Bagi pendiri Generasi Muda Budaya Betawi itu, hal terpenting bagi pegiat seni, yakni menjaga kelestarian budaya. Namun, semangat itu tak akan cukup jika tanpa dukungan materi untuk keperluan operasional sanggar, kesejahteraan anggota, serta memenuhi kebutuhan ekonomi keluarga.
"Dalam kondisi seperti ini, banyak kawan-kawan saya yang barang-barangnya dijual. Sampai yang paling miris, ada yang alat budayanya, seperti golok, gambang kromong, gendang, dijual untuk bertahan hidup. Saya sendiri pinjam sana-sini, gali lubang tutup lubang. Bagaimana pun caranya agar anak-anak bisa makan dan bisa sekolah," kata Abdul.
Butuh wadah
Bantuan dari pemerintah meringankan beban ekonomi pegiat seni selama pandemi dinilai masih minim. Selama satu tahun pandemi, Abdul baru sekali mendapat bantuan sembako dari pemerintah. Jumlah itu jauh dari cukup untuk mengarungi hidup.
Pemerintah daerah hingga pemerintah pusat tak cukup hanya membuat kebijakan, terutama ragam aturan yang membatasi aktivitas warga. Pegiat seni membutuhkan solusi dari pemerintah agar mereka tetap mendapatkan wadah atau panggung untuk berkarya. Panggung yang dibutuhkan seniman itu, bisa secara virtual atau pun acara terbatas dengan protokol kesehatan ketat.
"Saya pernah mengusulkan, kegiatan kebudayaan itu tidak harus mati total. Tetapi kembali lagi kepada mereka yang punya kewajiban untuk memperhatikan pelaku budaya," ucap Abdul.
Berhentinya aktivitas kesenian lambat laun mengurangi semangat para anggota sanggar, yang rata-rata anak-anak dan remaja. Upaya keras budayawan yang selama ini berjuang menjaga nilai Betawi dikhawatirkan kembali meredup jika terus dibiarkan.
Kesulitan seniman merupakan potret kecil ancaman kemiskinan yang kian membayangi warga Jakarta. Di Ibu Kota, selama enam bulan pandemi atau pada September 2020, ada tambahan 16.000 warga miskin. Berdasarkan data Badan Pusat Statistik, jumlah penduduk miskin di Jakarta kini mencapai 4,69 persen.
"Pandemi memang memberi dampak berupa kenaikan jumlah penduduk miskin. Dari perhitungan, Garis Kemiskinan (GK) Jakarta pada September 2020 adalah 683.339. Artinya setiap orang miskin membelanjakan lebih sedikit dari GK per bulan," kata Kepala Badan Pusat Statistik DKI Jakarta Buyung Airlangga, (Kompas, 16/2/2021).
Perhatian kepada pegiat seni, bagi Abdul, amat penting.

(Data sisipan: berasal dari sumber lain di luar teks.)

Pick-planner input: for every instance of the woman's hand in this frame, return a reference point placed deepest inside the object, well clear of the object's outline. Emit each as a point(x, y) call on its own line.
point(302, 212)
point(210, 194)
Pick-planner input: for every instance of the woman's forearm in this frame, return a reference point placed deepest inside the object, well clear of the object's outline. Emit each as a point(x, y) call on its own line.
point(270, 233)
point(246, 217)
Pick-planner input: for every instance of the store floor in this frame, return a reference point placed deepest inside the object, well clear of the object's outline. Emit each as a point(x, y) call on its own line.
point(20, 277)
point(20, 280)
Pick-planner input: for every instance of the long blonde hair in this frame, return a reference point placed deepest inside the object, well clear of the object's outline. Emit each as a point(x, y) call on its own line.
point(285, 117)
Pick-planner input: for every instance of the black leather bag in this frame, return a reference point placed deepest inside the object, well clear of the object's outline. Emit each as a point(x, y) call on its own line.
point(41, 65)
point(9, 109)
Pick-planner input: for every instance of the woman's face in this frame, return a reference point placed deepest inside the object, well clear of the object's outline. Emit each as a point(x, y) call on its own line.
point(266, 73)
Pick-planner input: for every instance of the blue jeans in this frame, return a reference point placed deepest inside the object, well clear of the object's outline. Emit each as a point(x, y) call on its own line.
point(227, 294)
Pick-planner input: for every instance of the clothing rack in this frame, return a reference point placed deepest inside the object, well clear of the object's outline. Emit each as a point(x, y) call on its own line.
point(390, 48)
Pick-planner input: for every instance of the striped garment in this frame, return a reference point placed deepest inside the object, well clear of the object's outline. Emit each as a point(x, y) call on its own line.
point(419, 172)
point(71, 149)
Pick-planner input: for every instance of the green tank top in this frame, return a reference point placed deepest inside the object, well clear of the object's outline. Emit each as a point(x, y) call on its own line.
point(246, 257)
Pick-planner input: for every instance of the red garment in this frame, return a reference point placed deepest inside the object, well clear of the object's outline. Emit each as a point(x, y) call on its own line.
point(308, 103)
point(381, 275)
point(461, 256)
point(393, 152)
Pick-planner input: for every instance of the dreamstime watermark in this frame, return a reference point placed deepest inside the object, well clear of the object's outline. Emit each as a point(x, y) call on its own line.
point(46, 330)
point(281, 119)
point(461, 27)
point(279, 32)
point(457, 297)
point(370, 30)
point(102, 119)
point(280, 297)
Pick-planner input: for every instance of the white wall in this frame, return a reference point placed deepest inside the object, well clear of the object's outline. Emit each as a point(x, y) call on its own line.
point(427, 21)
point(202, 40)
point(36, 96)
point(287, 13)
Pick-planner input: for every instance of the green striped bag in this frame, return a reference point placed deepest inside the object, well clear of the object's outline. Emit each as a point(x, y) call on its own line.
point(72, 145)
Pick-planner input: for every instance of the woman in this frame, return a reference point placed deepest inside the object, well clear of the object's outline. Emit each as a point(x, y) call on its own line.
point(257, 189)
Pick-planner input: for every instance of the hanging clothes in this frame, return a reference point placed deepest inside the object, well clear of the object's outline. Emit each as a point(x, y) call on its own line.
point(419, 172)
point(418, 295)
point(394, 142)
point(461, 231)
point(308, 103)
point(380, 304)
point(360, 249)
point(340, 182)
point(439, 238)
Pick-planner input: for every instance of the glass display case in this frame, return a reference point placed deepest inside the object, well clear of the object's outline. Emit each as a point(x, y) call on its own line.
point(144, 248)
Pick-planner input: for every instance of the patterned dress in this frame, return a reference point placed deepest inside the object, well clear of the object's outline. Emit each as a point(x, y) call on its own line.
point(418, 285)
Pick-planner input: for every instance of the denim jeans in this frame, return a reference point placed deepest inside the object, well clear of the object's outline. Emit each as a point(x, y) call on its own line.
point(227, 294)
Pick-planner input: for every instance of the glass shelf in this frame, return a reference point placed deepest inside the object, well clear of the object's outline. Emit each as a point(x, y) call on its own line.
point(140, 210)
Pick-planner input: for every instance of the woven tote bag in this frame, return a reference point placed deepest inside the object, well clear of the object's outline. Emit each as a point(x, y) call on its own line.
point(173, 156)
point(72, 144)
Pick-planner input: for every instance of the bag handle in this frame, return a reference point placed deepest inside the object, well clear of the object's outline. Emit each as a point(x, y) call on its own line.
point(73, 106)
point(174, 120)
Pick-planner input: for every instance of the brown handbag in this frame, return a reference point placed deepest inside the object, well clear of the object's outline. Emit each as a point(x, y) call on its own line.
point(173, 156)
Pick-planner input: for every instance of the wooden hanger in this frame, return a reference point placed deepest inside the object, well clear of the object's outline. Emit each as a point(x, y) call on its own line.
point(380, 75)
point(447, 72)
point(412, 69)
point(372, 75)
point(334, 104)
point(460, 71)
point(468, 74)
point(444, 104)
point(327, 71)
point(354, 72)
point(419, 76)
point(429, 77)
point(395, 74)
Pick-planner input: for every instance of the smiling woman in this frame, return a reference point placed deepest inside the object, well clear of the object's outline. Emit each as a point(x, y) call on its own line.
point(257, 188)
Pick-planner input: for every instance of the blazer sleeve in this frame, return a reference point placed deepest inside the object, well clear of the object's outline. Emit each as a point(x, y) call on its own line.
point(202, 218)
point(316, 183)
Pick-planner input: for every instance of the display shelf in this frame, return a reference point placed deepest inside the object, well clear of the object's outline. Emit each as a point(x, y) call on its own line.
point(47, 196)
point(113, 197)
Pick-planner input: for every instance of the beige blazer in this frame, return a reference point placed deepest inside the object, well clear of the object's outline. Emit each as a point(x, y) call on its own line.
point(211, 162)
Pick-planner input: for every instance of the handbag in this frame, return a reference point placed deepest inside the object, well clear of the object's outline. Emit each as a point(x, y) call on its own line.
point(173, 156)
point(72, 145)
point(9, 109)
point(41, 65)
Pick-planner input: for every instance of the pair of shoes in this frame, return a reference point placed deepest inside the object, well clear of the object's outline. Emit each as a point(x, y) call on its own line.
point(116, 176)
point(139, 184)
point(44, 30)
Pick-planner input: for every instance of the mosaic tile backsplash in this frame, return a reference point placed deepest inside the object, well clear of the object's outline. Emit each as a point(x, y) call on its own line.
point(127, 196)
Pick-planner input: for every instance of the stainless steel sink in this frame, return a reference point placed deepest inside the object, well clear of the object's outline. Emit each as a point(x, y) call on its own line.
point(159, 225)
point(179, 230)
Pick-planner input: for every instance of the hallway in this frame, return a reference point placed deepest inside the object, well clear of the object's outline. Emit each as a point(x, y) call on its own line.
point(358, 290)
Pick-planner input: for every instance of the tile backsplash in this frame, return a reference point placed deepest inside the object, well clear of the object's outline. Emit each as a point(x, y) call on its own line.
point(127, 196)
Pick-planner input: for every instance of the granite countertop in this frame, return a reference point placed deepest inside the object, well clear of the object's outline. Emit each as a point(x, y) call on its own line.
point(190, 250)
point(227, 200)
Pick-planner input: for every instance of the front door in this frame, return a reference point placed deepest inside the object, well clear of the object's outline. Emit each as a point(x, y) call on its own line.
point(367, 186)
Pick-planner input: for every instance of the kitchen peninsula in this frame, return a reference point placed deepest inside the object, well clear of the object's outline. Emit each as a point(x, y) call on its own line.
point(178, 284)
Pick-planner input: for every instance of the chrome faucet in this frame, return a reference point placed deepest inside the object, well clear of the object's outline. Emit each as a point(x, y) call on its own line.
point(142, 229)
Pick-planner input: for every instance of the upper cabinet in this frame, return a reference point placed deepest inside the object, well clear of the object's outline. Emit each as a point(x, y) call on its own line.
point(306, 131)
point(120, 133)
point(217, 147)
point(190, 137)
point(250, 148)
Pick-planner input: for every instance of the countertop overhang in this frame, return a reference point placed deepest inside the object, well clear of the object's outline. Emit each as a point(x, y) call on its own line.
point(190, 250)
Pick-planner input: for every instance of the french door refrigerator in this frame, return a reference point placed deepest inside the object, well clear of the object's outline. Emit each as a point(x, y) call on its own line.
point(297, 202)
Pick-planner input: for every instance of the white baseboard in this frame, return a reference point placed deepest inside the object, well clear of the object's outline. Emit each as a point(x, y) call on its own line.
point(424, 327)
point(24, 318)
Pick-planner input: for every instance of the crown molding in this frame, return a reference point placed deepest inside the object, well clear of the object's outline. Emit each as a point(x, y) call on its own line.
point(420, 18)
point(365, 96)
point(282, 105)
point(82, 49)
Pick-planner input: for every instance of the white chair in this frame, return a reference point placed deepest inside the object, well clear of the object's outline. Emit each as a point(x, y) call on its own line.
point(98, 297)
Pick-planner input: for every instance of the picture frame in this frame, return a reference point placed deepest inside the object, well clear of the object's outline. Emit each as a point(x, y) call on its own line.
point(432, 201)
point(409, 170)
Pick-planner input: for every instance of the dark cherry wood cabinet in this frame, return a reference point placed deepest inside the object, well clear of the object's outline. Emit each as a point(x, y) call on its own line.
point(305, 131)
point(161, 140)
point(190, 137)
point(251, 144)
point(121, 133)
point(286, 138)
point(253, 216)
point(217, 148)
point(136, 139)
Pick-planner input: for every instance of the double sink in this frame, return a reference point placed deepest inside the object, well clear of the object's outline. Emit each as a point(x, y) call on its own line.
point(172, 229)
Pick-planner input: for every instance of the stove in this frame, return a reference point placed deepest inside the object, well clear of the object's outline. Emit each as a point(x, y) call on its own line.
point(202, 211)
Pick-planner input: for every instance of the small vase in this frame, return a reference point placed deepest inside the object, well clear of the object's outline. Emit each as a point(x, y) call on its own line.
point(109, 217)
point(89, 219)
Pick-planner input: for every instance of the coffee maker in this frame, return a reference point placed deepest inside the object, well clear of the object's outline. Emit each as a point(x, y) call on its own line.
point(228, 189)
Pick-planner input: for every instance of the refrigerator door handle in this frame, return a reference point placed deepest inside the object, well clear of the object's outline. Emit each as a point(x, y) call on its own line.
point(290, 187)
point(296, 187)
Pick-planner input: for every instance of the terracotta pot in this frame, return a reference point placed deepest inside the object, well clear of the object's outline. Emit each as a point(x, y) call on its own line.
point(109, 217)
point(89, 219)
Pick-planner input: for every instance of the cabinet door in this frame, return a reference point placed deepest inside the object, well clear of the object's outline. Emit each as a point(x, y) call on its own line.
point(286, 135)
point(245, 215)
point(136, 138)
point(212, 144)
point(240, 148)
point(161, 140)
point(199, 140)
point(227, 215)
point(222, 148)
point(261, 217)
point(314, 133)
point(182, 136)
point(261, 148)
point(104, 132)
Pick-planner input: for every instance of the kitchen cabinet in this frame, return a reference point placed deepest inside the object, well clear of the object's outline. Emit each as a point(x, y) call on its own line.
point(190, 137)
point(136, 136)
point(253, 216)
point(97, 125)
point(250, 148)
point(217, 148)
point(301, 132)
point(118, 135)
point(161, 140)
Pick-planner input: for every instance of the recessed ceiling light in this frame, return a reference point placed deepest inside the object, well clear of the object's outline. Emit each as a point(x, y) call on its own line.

Sebab, budayawan dan seniman merupakan pahlawan bangsa yang menjadi pengingat akan nilai-nilai luhur di tengah banjirnya informasi. Kebudayaan merupakan pagar peradaban bangsa.
"Hancurnya budaya, hancurnya peradaban. Hancurnya peradaban, hancurnya negara. Sebab, negara yang tidak berbudaya tidak punya peradaban," ujar Abdul.